Nombreux sont les artistes a travailler la reproduction d’objets puissamment chargés comme autant d’opérations, ce qui les oppose radicalement aux ready-mades du début du XXe siècle. Il s’agissait alors, dans le contexte d’une mort de l’art, de célébrer l’absence de métier en consacrant de manière nihiliste (et poétique) l’objet commun. Ce que nous observons avec Carole Fékété serait un régime d’exception, où la rareté accède (drôle de renversement) au statut privilégié du ready-made. Mais elle dévoile du coup le travail que nécessite la réalisation de telles opérations, car s’il n’y a rien à ajouter à ces reliquaires pour que nous puissions jouir de leur étonnante beauté, il fallait juste qu’ils puissent s’incarner dans une image. Ces reliquaires ainsi contemplés en tant qu’œuvres ont-ils perdu leur valeur d’usage dévotionnelle que leur aura intimidante ressurgit. Tant et si bien qu’on ne sait plus si le mystère est à porter au crédit de l’art ou de la religion.
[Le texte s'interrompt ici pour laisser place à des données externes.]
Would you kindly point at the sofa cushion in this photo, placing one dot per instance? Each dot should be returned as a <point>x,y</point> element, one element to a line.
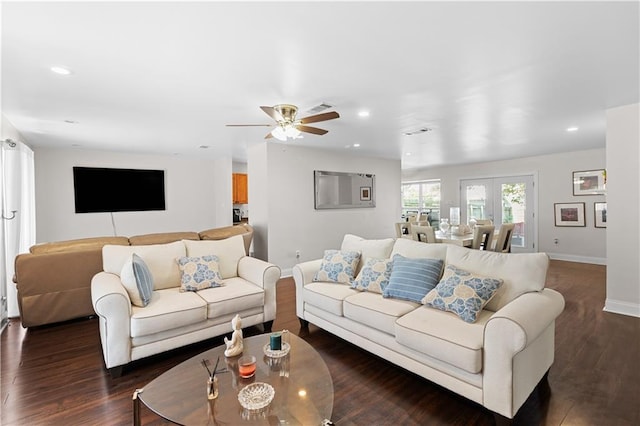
<point>379,249</point>
<point>375,311</point>
<point>338,266</point>
<point>443,336</point>
<point>521,272</point>
<point>160,258</point>
<point>229,251</point>
<point>198,273</point>
<point>463,293</point>
<point>374,275</point>
<point>234,296</point>
<point>412,279</point>
<point>162,238</point>
<point>168,309</point>
<point>137,280</point>
<point>327,296</point>
<point>417,249</point>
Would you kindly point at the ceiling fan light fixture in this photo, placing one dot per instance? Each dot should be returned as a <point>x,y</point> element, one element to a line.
<point>279,133</point>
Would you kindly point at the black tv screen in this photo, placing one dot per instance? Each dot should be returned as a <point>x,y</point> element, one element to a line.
<point>117,190</point>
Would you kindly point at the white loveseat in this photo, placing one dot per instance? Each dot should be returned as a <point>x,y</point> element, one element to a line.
<point>174,318</point>
<point>496,361</point>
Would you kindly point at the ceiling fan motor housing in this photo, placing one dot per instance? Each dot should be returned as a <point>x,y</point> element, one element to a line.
<point>287,111</point>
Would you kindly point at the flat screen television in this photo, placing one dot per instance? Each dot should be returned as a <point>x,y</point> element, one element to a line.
<point>99,189</point>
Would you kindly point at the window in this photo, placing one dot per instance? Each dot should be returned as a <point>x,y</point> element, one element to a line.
<point>422,197</point>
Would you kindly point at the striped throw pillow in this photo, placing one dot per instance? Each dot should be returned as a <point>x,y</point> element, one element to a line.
<point>412,279</point>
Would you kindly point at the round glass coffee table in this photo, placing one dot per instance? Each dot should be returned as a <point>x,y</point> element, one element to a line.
<point>301,380</point>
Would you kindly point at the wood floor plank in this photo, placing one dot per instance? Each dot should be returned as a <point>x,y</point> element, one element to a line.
<point>54,375</point>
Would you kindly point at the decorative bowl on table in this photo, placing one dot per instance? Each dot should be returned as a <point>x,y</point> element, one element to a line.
<point>256,396</point>
<point>277,353</point>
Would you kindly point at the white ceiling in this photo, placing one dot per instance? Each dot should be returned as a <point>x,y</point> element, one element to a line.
<point>492,80</point>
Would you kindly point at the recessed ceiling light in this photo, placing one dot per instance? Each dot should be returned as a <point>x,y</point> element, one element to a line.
<point>61,70</point>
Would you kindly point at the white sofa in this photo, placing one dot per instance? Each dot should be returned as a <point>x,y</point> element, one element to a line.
<point>496,361</point>
<point>175,318</point>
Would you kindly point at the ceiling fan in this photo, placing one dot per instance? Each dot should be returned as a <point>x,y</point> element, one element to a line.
<point>287,126</point>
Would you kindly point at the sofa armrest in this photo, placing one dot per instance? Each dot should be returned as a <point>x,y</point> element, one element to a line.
<point>303,274</point>
<point>113,306</point>
<point>265,275</point>
<point>519,349</point>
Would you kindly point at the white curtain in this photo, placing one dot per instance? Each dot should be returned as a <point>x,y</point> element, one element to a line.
<point>18,230</point>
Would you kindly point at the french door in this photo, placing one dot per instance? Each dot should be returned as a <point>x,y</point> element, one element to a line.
<point>503,200</point>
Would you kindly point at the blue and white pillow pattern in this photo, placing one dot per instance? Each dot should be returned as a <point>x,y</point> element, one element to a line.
<point>338,266</point>
<point>412,279</point>
<point>374,275</point>
<point>463,293</point>
<point>198,273</point>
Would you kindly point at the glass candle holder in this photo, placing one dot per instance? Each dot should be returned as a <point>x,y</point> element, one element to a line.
<point>212,388</point>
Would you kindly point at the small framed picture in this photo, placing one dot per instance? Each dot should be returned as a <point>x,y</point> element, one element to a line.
<point>365,193</point>
<point>600,215</point>
<point>569,214</point>
<point>589,182</point>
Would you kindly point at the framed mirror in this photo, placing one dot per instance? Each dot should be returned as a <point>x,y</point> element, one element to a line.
<point>343,190</point>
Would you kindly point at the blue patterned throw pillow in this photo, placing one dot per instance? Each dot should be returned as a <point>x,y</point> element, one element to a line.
<point>411,279</point>
<point>374,275</point>
<point>463,293</point>
<point>198,273</point>
<point>338,266</point>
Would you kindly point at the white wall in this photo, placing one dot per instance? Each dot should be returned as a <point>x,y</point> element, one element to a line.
<point>554,185</point>
<point>285,215</point>
<point>192,189</point>
<point>623,205</point>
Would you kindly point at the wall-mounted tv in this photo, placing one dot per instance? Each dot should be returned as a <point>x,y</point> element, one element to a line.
<point>99,189</point>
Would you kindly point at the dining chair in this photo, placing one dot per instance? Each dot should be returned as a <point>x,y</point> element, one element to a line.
<point>423,233</point>
<point>401,227</point>
<point>503,241</point>
<point>482,237</point>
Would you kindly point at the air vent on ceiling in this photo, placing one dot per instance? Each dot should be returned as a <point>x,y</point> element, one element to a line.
<point>319,108</point>
<point>418,131</point>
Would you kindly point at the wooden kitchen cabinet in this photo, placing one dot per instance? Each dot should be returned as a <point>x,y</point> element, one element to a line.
<point>240,189</point>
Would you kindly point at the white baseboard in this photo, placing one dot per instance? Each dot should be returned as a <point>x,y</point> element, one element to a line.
<point>579,259</point>
<point>620,307</point>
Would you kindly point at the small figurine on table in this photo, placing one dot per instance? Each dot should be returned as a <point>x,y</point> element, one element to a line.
<point>234,346</point>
Exposition: "Artistes de la Casa Velasquez 2005-2007", 17 novembre 2007-17 février 2008, domaine départemental de la Garenne Lemot, route de Poitier, 44190 Gétigné-Clisson, tel. 02 40 54 75 85

A noter: Carole Fékété présentera son travail lors du séminaire "Pratique de la critique" lundi 3 décembre à l’INHA, 2 rue Vivienne, 75002 Paris, 11h-13, salle Perrot, 2e étage.

Illustration: Série des reliquaires, boîte V, Couvent de la Encarnación, Madrid, 2007, tirage lambda, 38 x 78 cm.